The Voice Crying in the Wilderness (2)

“Now in the fifteenth year of the reign of Tiberius Caesar, Pontius Pilate being governor of Judaea, and Herod being tetrarch of Galilee, and his brother Philip tetrarch of Ituraea and of the region of Trachonitis, and Lysanias the tetrarch of Abilene, Annas and Caiaphas being the high priests, the word of God came unto John the son of Zacharias in the wilderness” (Luke 3:1-2). Not only do these names date the beginning of John the Baptist’s public ministry, as we saw last time, but they also indicate the wickedness of the days when his voice cried in the wilderness.

Tiberius Caesar was an ungodly Roman emperor (although he was not the worst). The Roman dominion over the Jews was a judgment upon them for their sins. Pontius Pilate was the wicked Roman governor of Judaea, which included the holy city of Jerusalem. He was the one who sentenced Jesus Christ to crucifixion, for He “suffered under Pontius Pilate,” according to that famous line in the Apostles’ Creed.

Herod (Antipas) and Philip were two sons of Herod the Great, who sought to kill the baby Jesus (Matt. 2:1-20). Herod Antipas was the one who imprisoned and executed John the Baptist (Luke 3:19-20; Mark 6:14-29) and to whom Christ referred as “that fox” (Luke 13:32). Herod questioned and mocked the Lord at His trial (23:8-11). Through their rejection of Christ, “the same day Pilate and Herod were made friends together: for before they were at enmity between themselves” (12).
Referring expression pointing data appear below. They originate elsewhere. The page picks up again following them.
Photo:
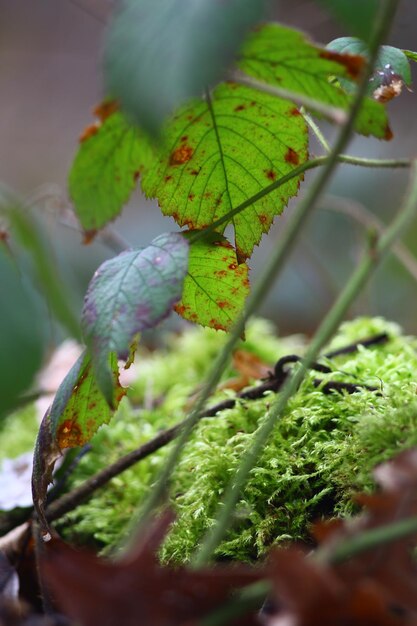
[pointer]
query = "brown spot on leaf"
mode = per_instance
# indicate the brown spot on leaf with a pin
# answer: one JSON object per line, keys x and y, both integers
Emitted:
{"x": 270, "y": 174}
{"x": 69, "y": 435}
{"x": 213, "y": 323}
{"x": 181, "y": 155}
{"x": 221, "y": 273}
{"x": 89, "y": 132}
{"x": 352, "y": 62}
{"x": 180, "y": 308}
{"x": 223, "y": 243}
{"x": 388, "y": 133}
{"x": 291, "y": 156}
{"x": 103, "y": 110}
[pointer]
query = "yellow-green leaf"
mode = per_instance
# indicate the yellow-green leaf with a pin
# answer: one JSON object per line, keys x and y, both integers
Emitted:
{"x": 220, "y": 152}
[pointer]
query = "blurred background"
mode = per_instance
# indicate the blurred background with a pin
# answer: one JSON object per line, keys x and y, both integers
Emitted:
{"x": 50, "y": 80}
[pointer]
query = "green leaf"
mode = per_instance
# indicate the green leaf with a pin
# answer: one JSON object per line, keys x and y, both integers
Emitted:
{"x": 159, "y": 54}
{"x": 410, "y": 55}
{"x": 222, "y": 151}
{"x": 388, "y": 55}
{"x": 105, "y": 170}
{"x": 357, "y": 16}
{"x": 215, "y": 287}
{"x": 282, "y": 56}
{"x": 21, "y": 335}
{"x": 78, "y": 410}
{"x": 128, "y": 294}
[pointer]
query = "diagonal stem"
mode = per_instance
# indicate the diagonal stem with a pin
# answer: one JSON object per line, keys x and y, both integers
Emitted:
{"x": 216, "y": 533}
{"x": 325, "y": 331}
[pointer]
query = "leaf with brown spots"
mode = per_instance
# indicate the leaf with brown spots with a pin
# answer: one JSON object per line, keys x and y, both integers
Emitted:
{"x": 215, "y": 287}
{"x": 282, "y": 56}
{"x": 77, "y": 412}
{"x": 104, "y": 173}
{"x": 224, "y": 150}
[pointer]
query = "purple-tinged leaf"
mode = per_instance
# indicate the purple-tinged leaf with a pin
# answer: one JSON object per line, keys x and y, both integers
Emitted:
{"x": 128, "y": 294}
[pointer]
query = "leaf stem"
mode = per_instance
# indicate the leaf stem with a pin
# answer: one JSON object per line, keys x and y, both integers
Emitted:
{"x": 304, "y": 167}
{"x": 232, "y": 494}
{"x": 335, "y": 114}
{"x": 316, "y": 130}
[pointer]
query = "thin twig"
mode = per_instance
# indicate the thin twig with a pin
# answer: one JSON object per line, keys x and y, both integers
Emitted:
{"x": 321, "y": 161}
{"x": 359, "y": 213}
{"x": 74, "y": 498}
{"x": 225, "y": 511}
{"x": 336, "y": 115}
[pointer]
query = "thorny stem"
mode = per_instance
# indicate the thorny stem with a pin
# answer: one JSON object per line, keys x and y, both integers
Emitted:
{"x": 336, "y": 115}
{"x": 225, "y": 513}
{"x": 360, "y": 214}
{"x": 304, "y": 167}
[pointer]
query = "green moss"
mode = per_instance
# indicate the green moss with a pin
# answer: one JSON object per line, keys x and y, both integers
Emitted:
{"x": 322, "y": 450}
{"x": 18, "y": 432}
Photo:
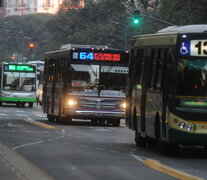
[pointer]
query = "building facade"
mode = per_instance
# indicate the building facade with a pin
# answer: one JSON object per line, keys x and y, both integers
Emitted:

Annas and Caiaphas are called “high priests” (3:2). According to God’s law, there should be only one high priest at a time, since each high priest was to be succeeded at his death. This reference to both men as high priests points to the Roman practice of selling this office and Jewish intrigues and conspiracies concerning the high priesthood. Annas occupied this office for nine years, after which he advised Caiaphas his successor and son-in-law. Calculating Caiaphas was the one who stated regarding the Lord that “it is expedient for us, that one man should die for the people, and that the whole nation perish not” (John 11:50; cf. 18:14). Annas and Caiaphas were leaders in the Jewish trial of Jesus Christ (18:13, 19-24, 28) and the trial of Peter and John (Acts 4:6).

Clearly, the days of John’s preaching, the days of Christ’s ministry and the days of the apostolic church were evil, judging from the leaders in church and state!
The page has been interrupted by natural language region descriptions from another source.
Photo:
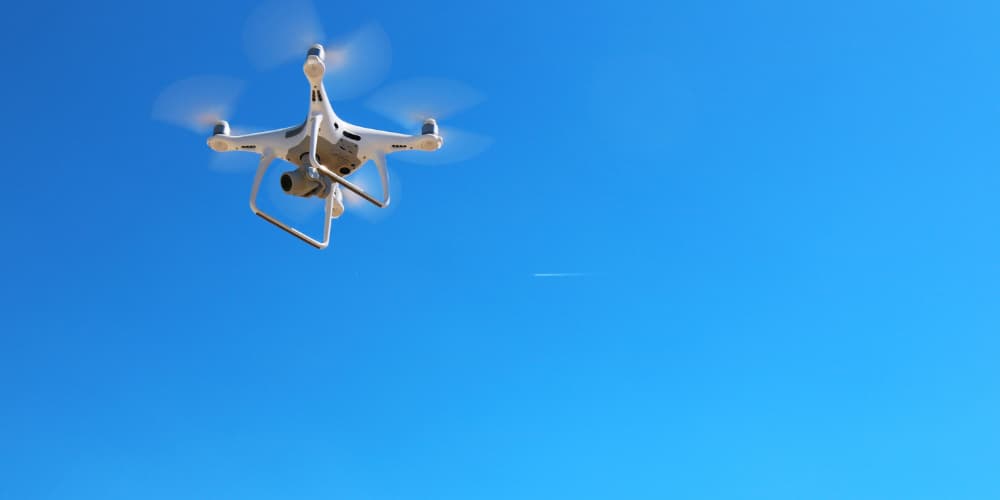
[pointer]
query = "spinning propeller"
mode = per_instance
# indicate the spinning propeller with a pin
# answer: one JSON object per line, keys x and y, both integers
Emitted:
{"x": 277, "y": 33}
{"x": 411, "y": 102}
{"x": 280, "y": 32}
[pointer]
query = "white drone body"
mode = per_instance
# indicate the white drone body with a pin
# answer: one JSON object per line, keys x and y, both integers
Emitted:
{"x": 325, "y": 151}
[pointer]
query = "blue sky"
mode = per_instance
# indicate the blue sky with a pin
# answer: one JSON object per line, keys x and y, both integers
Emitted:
{"x": 786, "y": 213}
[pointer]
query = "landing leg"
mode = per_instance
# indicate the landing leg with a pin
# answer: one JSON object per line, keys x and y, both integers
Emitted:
{"x": 332, "y": 200}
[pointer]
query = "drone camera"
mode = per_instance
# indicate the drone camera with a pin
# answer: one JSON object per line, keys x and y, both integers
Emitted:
{"x": 295, "y": 182}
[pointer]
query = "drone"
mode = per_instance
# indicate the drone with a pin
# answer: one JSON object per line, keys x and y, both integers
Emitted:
{"x": 325, "y": 151}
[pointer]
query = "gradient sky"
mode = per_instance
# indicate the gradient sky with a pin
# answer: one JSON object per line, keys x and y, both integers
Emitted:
{"x": 784, "y": 217}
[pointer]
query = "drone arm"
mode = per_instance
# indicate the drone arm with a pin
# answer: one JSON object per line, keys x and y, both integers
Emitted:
{"x": 265, "y": 162}
{"x": 314, "y": 124}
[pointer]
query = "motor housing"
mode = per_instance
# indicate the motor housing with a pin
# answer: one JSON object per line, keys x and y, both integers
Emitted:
{"x": 430, "y": 127}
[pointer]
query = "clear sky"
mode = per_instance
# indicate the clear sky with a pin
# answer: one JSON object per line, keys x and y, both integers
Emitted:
{"x": 784, "y": 215}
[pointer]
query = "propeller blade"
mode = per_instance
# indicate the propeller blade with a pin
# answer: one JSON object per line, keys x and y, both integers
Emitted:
{"x": 358, "y": 62}
{"x": 459, "y": 146}
{"x": 198, "y": 102}
{"x": 410, "y": 102}
{"x": 278, "y": 32}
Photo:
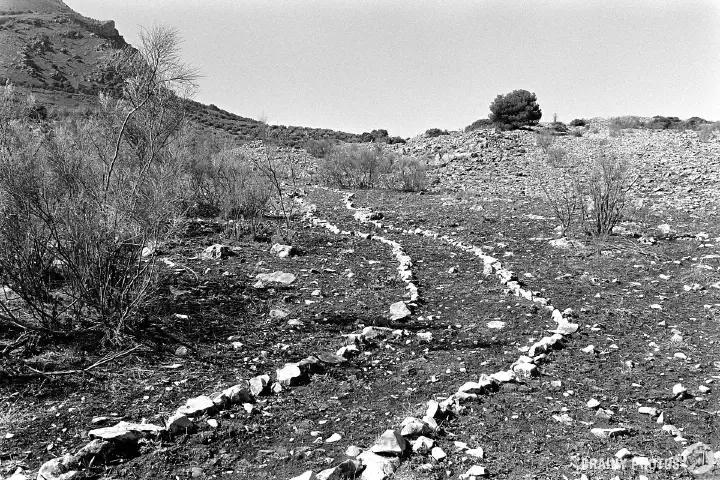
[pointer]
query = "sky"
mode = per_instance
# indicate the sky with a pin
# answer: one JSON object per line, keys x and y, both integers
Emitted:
{"x": 407, "y": 66}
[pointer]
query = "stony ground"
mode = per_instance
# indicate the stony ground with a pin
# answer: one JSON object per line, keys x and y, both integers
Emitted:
{"x": 643, "y": 365}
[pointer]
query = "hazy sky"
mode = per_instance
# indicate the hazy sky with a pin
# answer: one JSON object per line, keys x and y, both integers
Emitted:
{"x": 407, "y": 66}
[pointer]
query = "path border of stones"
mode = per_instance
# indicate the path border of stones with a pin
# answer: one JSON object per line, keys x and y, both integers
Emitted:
{"x": 107, "y": 441}
{"x": 384, "y": 457}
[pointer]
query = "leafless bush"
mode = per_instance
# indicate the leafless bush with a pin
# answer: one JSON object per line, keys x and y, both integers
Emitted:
{"x": 590, "y": 192}
{"x": 408, "y": 174}
{"x": 705, "y": 133}
{"x": 544, "y": 139}
{"x": 606, "y": 192}
{"x": 358, "y": 166}
{"x": 79, "y": 201}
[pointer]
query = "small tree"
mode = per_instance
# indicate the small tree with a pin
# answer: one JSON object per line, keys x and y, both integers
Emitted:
{"x": 516, "y": 109}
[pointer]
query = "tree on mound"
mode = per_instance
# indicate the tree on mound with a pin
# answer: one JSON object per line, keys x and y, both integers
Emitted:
{"x": 517, "y": 109}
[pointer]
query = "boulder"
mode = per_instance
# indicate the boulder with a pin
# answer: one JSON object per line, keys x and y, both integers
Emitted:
{"x": 276, "y": 277}
{"x": 390, "y": 443}
{"x": 399, "y": 311}
{"x": 196, "y": 406}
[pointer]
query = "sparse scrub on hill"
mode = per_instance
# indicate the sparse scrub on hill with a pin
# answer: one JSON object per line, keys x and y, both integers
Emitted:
{"x": 589, "y": 193}
{"x": 604, "y": 193}
{"x": 479, "y": 124}
{"x": 358, "y": 166}
{"x": 81, "y": 200}
{"x": 705, "y": 132}
{"x": 516, "y": 109}
{"x": 544, "y": 139}
{"x": 436, "y": 132}
{"x": 626, "y": 122}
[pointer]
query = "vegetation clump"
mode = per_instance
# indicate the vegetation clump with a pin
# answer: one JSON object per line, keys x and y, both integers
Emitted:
{"x": 514, "y": 110}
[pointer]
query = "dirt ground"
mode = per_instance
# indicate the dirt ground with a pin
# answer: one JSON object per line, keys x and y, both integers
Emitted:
{"x": 649, "y": 311}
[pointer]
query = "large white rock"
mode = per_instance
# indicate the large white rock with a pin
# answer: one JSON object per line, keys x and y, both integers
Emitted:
{"x": 290, "y": 375}
{"x": 474, "y": 472}
{"x": 259, "y": 385}
{"x": 390, "y": 443}
{"x": 238, "y": 394}
{"x": 309, "y": 475}
{"x": 609, "y": 432}
{"x": 179, "y": 424}
{"x": 196, "y": 406}
{"x": 413, "y": 427}
{"x": 126, "y": 432}
{"x": 377, "y": 467}
{"x": 399, "y": 311}
{"x": 276, "y": 277}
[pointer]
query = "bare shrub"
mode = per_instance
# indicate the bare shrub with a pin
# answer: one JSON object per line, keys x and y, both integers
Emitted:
{"x": 409, "y": 174}
{"x": 544, "y": 139}
{"x": 606, "y": 190}
{"x": 590, "y": 193}
{"x": 705, "y": 132}
{"x": 80, "y": 200}
{"x": 354, "y": 166}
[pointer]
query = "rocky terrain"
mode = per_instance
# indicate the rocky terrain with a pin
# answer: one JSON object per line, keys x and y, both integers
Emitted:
{"x": 450, "y": 333}
{"x": 406, "y": 335}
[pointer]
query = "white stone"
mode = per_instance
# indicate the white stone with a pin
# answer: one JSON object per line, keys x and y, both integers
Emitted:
{"x": 276, "y": 277}
{"x": 423, "y": 443}
{"x": 179, "y": 423}
{"x": 399, "y": 311}
{"x": 196, "y": 406}
{"x": 126, "y": 432}
{"x": 377, "y": 467}
{"x": 474, "y": 471}
{"x": 608, "y": 432}
{"x": 289, "y": 375}
{"x": 390, "y": 442}
{"x": 652, "y": 411}
{"x": 438, "y": 453}
{"x": 259, "y": 385}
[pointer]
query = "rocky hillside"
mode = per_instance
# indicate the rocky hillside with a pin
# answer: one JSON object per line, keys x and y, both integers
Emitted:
{"x": 57, "y": 53}
{"x": 674, "y": 167}
{"x": 46, "y": 45}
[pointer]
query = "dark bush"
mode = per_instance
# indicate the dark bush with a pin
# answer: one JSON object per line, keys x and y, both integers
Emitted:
{"x": 478, "y": 124}
{"x": 436, "y": 132}
{"x": 516, "y": 109}
{"x": 659, "y": 122}
{"x": 695, "y": 122}
{"x": 319, "y": 148}
{"x": 559, "y": 127}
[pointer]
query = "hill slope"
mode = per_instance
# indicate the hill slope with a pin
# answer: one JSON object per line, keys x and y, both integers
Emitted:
{"x": 57, "y": 53}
In the specific wicked days indicated in Luke 3:1-2, John began his crucially important ministry. He did not receive an ordinary call. He was not anointed as a priest, though his father, Zacharias, was a priest. Nor was he a Christian minister who was chosen by a congregation and ordained by the laying on of hands.

John received an extraordinary call. The angel Gabriel proclaimed John’s call to his father in the temple before he was born or even conceived (1:13-17). Mormonism falsely claims that John was ordained by the angel when he was eight days old (Doctrine and Covenants 84:28), but this was the day of his circumcision and public naming (Luke 2:59-63). John was equipped and qualified through being filled with the Holy Spirit from his mother’s womb (1:15), the godly instruction of Zacharias and Elisabeth in his parents’ home, and prayer and meditation in the wilderness. Then John received a direct and irresistible prophetic call that he should begin his public ministry.
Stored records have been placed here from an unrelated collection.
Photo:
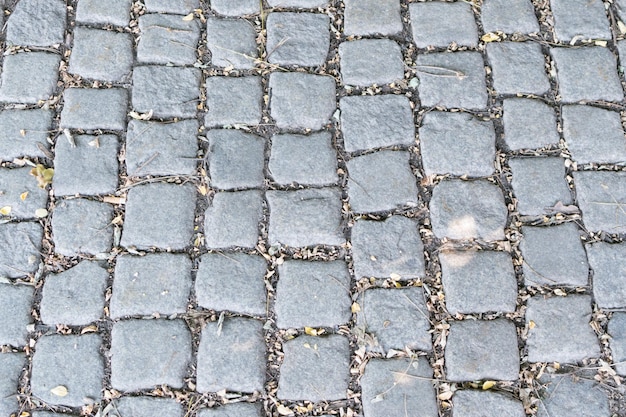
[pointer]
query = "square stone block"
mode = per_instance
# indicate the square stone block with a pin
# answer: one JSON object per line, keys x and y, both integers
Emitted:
{"x": 392, "y": 247}
{"x": 457, "y": 144}
{"x": 369, "y": 191}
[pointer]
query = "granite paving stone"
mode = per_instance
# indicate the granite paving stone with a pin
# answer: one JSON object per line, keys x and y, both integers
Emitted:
{"x": 601, "y": 197}
{"x": 167, "y": 91}
{"x": 158, "y": 283}
{"x": 478, "y": 281}
{"x": 369, "y": 191}
{"x": 538, "y": 184}
{"x": 301, "y": 101}
{"x": 479, "y": 349}
{"x": 440, "y": 24}
{"x": 15, "y": 309}
{"x": 392, "y": 247}
{"x": 593, "y": 134}
{"x": 302, "y": 159}
{"x": 232, "y": 282}
{"x": 88, "y": 108}
{"x": 609, "y": 273}
{"x": 76, "y": 296}
{"x": 147, "y": 353}
{"x": 159, "y": 215}
{"x": 587, "y": 73}
{"x": 20, "y": 192}
{"x": 549, "y": 341}
{"x": 313, "y": 294}
{"x": 396, "y": 318}
{"x": 236, "y": 159}
{"x": 154, "y": 148}
{"x": 80, "y": 369}
{"x": 89, "y": 166}
{"x": 457, "y": 144}
{"x": 376, "y": 121}
{"x": 231, "y": 356}
{"x": 468, "y": 210}
{"x": 22, "y": 245}
{"x": 301, "y": 39}
{"x": 29, "y": 77}
{"x": 547, "y": 262}
{"x": 315, "y": 369}
{"x": 225, "y": 227}
{"x": 82, "y": 227}
{"x": 398, "y": 387}
{"x": 101, "y": 54}
{"x": 366, "y": 62}
{"x": 305, "y": 217}
{"x": 453, "y": 80}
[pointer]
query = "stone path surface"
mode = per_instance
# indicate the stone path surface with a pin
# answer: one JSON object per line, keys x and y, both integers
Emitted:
{"x": 345, "y": 208}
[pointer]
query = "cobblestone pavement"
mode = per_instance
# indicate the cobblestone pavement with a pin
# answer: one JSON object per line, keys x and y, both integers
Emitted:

You see how God calls to special office in his church and kingdom? Those whom He granted the extraordinary (and temporary) offices, such as apostle, prophet or forerunner of the Messiah, received an extraordinary call. Those whom God grants the ordinary (and permanent) offices, such as pastor, elder or deacon, receive an ordinary call through the church and by the vote of the members.

John was about thirty years old when he began his public ministry (Luke 1:24-26; cf. 3:23). Before this, he lived in solitude in the deserts with the wild beasts (cf. Mark 1:13). Then he was shown or manifested to Israel (Luke 1:80).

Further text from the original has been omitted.